"Collaboration between countries and the international community is essential to ensure that the avian influenza virus really is under control and that effective preventive and control measures have been put in place in each affected country and its neighbours," said the UN's Food and Agriculture Organisation FAO and OIE. Both organisations said that they were prepared to provide international experts to assess the epidemiological situation.
It is now more than 3 months since the outbreak of avian influenza in several Asian countries, which resulted in 23 human deaths in Thailand and Vietnam. At least 100 million birds have died or have been culled to control the disease.
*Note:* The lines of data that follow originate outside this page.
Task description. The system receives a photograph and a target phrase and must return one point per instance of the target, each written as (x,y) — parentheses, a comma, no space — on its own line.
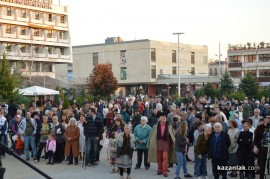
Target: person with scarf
(161,145)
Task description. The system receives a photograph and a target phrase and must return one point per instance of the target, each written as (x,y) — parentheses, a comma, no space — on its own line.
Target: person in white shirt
(256,118)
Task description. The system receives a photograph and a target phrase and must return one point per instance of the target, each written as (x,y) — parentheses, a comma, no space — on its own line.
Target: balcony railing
(235,65)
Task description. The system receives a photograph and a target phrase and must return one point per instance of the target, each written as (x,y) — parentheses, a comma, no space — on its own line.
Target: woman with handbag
(125,144)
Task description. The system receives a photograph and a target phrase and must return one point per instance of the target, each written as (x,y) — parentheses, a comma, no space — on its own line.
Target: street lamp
(179,82)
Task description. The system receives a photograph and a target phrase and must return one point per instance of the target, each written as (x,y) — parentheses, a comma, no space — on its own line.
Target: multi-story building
(34,35)
(217,68)
(243,59)
(142,64)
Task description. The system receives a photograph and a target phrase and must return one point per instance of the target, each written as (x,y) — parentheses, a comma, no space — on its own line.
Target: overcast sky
(204,22)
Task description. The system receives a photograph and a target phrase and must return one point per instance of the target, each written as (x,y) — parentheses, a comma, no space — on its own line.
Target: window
(36,32)
(8,47)
(37,15)
(23,13)
(62,19)
(49,33)
(264,57)
(153,55)
(61,35)
(50,50)
(192,58)
(8,29)
(23,31)
(174,70)
(153,71)
(23,48)
(174,56)
(9,11)
(62,50)
(50,17)
(205,60)
(95,59)
(250,58)
(235,59)
(236,74)
(211,71)
(70,75)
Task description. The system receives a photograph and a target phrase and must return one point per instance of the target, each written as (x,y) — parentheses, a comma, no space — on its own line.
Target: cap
(161,114)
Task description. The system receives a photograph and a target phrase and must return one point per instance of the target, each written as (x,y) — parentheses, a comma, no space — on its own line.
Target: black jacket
(225,144)
(244,141)
(93,128)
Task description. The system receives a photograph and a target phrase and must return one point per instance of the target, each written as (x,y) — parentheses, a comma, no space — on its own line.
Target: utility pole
(179,80)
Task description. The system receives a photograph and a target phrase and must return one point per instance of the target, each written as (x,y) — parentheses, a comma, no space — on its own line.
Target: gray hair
(218,124)
(144,118)
(72,120)
(207,126)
"The crisis is still not over," FAO and OIE warned. "In countries such as Indonesia, Laos, Cambodia and Thailand, further outbreaks could still flare up. The virus could spread again within and between countries. As long as the H5N1 virus is not fully under control, the potential threat to human health remains."
The statement follows concern that Vietnam is seeking to import between 500,000 to 600,000 tonnes of corn for feed. According to the Vietnamese ministry of trade, there is a possibility that import tariffs on corn purchase may be waved, opening the door to grain exporters from Australia, Europe and the US.
The move is supported by the Vietnam Husbandry Feed Association, which represents 138 feed processors in the country. It has warned of a possible rise in feed prices of up to 1.5 per cent, with processors looking to offset losses caused by bird flu.
Vietnam, where an estimated 38 million poultry died, is expected to declare the virus eradicated later this month.
Thailand, whose poultry export business annually tops $1 billion, has been forced to cull over 25 million chickens. Like Vietnam, the country is obviously desperate to restore its poultry industry. But not everyone is confident that Thai assurances that the country remains free from the virus can be trusted - the government denied the existence of the virus for weeks.
Events in Asia are causing concern in Europe, where consumers have been jittery since the issue of bird flu began to dominate the news agenda a few months ago. Aside from the health aspect, poultry producers in the EU are concerned quick restocking could further undermine public confidence in poultry products.
EU officials have been keen to reiterate that a Europe-wide six-month ban on the import of all southeast Asian poultry is currently in place, and that the ban will remain in force until there is categorical proof that the disease has been eradicated.
"In the battle against the disease, there are definitely some improvements. But we fear that the virus may continue to circulate in the environment even without an outbreak or any clinical signs in animals," said Joseph Domenech, chief of the animal health service. "Appropriate precautionary measures have to be put in place to be absolutely sure that infected zones are free from infection and will remain free," he added.